C. The Instruction on Prior Inconsistent Statements
[32] The appellant submits that the trial judge erred in instructing the jury on the use that could be made of the alleged prior inconsistent statements of S.M., A.M., and J.D. In the course of her final charge, the trial judge delivered the following instruction (which was also provided to the jury in written form):
Prior Inconsistent Statements of Witnesses
At times during this trial, witnesses were cross-examined about a statement or evidence they gave on an earlier occasion, either a statement to the police or given at the preliminary inquiry or at an earlier court proceeding. When a witness says one thing in the witness box, but has said something you find to be quite different about the same thing on an earlier occasion, your common sense tells you that the fact that the witness has given different versions may be important in deciding whether or how much you believe or rely upon the witness’ testimony. The same principle applies if you find that a witness said different things about the same event at different times in their evidence during the trial. [Emphasis added.]
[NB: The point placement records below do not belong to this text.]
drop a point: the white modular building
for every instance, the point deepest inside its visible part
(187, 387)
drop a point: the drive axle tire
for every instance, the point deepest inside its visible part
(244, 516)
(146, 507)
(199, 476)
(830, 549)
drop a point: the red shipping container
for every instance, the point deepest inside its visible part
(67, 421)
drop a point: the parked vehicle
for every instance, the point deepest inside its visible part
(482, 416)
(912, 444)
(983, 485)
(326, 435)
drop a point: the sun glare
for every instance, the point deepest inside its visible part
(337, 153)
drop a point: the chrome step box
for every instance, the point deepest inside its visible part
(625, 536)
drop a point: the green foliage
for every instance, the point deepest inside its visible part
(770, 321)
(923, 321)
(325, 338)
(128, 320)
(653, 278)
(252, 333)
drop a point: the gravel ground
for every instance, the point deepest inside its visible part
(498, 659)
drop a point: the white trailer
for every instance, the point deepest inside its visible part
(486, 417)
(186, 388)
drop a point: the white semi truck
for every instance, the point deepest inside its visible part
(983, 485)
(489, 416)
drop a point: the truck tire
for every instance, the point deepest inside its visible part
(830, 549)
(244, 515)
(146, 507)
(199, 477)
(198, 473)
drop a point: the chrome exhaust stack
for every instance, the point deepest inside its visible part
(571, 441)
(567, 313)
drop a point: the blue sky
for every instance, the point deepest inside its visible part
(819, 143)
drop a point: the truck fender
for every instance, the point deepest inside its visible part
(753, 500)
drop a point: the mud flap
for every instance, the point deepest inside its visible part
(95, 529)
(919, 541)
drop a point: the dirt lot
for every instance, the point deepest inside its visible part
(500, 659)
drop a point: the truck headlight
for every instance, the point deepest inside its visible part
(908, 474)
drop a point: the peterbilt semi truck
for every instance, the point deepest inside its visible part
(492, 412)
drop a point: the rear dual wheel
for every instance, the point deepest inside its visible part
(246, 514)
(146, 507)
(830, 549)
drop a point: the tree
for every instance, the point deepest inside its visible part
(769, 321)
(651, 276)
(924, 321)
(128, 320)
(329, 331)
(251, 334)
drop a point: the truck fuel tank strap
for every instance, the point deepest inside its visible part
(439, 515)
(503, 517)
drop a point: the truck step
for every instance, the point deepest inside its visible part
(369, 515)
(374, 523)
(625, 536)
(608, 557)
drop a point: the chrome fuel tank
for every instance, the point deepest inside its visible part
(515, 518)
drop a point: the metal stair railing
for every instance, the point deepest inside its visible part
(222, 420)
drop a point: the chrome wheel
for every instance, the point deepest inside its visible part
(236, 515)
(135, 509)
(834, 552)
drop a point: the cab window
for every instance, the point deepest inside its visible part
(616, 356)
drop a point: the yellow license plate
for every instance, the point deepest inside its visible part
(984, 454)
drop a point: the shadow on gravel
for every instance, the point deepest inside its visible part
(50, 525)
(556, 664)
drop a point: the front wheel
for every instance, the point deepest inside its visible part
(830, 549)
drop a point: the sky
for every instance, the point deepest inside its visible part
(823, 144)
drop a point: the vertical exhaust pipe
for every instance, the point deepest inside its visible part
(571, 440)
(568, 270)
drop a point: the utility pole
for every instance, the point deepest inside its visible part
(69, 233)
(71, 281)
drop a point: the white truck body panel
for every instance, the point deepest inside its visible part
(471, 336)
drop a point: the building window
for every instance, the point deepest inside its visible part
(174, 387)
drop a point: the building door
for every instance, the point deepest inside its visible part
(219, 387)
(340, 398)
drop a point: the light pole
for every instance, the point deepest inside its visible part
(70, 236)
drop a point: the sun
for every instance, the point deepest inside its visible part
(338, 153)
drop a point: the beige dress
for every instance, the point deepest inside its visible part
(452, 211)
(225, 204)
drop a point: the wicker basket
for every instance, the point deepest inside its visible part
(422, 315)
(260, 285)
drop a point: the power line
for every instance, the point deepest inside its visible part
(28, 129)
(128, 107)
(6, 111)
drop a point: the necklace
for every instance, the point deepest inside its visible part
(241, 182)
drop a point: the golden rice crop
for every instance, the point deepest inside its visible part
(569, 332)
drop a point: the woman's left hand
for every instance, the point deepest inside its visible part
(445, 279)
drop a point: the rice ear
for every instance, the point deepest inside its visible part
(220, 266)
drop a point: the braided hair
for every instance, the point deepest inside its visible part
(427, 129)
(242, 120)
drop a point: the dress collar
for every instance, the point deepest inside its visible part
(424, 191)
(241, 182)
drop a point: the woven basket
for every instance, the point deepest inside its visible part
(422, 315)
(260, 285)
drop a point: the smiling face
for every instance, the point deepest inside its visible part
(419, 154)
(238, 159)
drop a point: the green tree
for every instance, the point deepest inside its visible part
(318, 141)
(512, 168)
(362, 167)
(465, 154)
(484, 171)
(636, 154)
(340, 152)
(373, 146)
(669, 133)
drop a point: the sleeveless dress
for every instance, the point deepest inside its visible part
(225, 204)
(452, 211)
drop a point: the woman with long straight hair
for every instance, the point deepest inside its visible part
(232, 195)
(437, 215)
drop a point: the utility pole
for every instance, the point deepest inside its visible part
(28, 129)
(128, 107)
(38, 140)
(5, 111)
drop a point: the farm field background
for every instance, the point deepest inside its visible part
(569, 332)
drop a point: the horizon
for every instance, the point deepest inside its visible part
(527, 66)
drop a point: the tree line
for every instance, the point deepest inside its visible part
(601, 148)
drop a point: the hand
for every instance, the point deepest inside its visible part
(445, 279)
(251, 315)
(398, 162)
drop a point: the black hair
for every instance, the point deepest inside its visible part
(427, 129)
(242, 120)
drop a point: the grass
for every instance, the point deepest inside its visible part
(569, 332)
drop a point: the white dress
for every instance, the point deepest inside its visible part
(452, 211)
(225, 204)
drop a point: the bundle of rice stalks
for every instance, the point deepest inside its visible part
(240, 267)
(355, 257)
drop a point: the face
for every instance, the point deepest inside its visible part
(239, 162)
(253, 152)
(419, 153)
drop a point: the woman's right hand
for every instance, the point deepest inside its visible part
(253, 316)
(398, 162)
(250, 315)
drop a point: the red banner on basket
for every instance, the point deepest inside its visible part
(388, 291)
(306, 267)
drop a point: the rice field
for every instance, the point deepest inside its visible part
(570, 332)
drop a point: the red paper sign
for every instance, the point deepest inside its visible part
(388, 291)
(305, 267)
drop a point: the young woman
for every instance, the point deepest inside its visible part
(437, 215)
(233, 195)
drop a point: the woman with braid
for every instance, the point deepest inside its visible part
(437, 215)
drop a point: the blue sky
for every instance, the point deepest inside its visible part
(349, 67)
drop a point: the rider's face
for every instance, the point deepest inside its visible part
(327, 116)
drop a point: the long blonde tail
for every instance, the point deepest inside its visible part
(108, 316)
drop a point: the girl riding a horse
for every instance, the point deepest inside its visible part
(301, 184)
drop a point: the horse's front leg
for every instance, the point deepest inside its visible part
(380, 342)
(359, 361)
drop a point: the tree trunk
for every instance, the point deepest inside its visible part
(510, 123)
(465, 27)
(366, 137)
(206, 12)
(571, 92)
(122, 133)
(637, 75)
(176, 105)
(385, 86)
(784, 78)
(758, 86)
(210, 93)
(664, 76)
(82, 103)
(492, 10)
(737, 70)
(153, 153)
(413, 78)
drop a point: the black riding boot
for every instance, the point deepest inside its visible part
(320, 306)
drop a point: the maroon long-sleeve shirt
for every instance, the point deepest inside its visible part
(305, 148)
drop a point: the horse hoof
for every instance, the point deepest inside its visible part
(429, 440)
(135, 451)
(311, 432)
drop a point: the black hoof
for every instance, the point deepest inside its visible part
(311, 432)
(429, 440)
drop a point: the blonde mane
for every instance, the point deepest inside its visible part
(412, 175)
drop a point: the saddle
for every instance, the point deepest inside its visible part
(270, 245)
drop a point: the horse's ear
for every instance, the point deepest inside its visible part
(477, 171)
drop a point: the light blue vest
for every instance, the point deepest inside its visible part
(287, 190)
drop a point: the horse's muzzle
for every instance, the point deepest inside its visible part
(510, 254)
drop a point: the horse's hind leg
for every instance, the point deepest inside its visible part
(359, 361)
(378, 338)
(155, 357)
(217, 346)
[33] The appellant objected to this instruction at trial. Pointing to the underscored portion of the passage above, he submitted that it had the effect of limiting the instruction to prior statements made to the police, or statements made in court. He requested a clarifying instruction that encompassed all prior statements, irrespective of to whom they were made. The appellant sought to rely on inconsistencies in what S.M., A.M. and J.D. said to each other.
[34] The trial judge refused to re-charge the jury on this issue. She rightly considered the objection to be about inconsistencies between the girls’ accounts, not contradictions in what each of them said.
[35] Moreover, the impugned part of the trial judge’s instruction must be viewed in context. References to a police statement or other court proceedings were merely examples of prior inconsistent statements – ones likely to be captured in the most discernible form, having been recorded or transcribed. This did not limit the ability of the jury to consider other prior inconsistent statements. The trial judge told the jury to consider whether the witness said something different about something on an earlier occasion multiple times.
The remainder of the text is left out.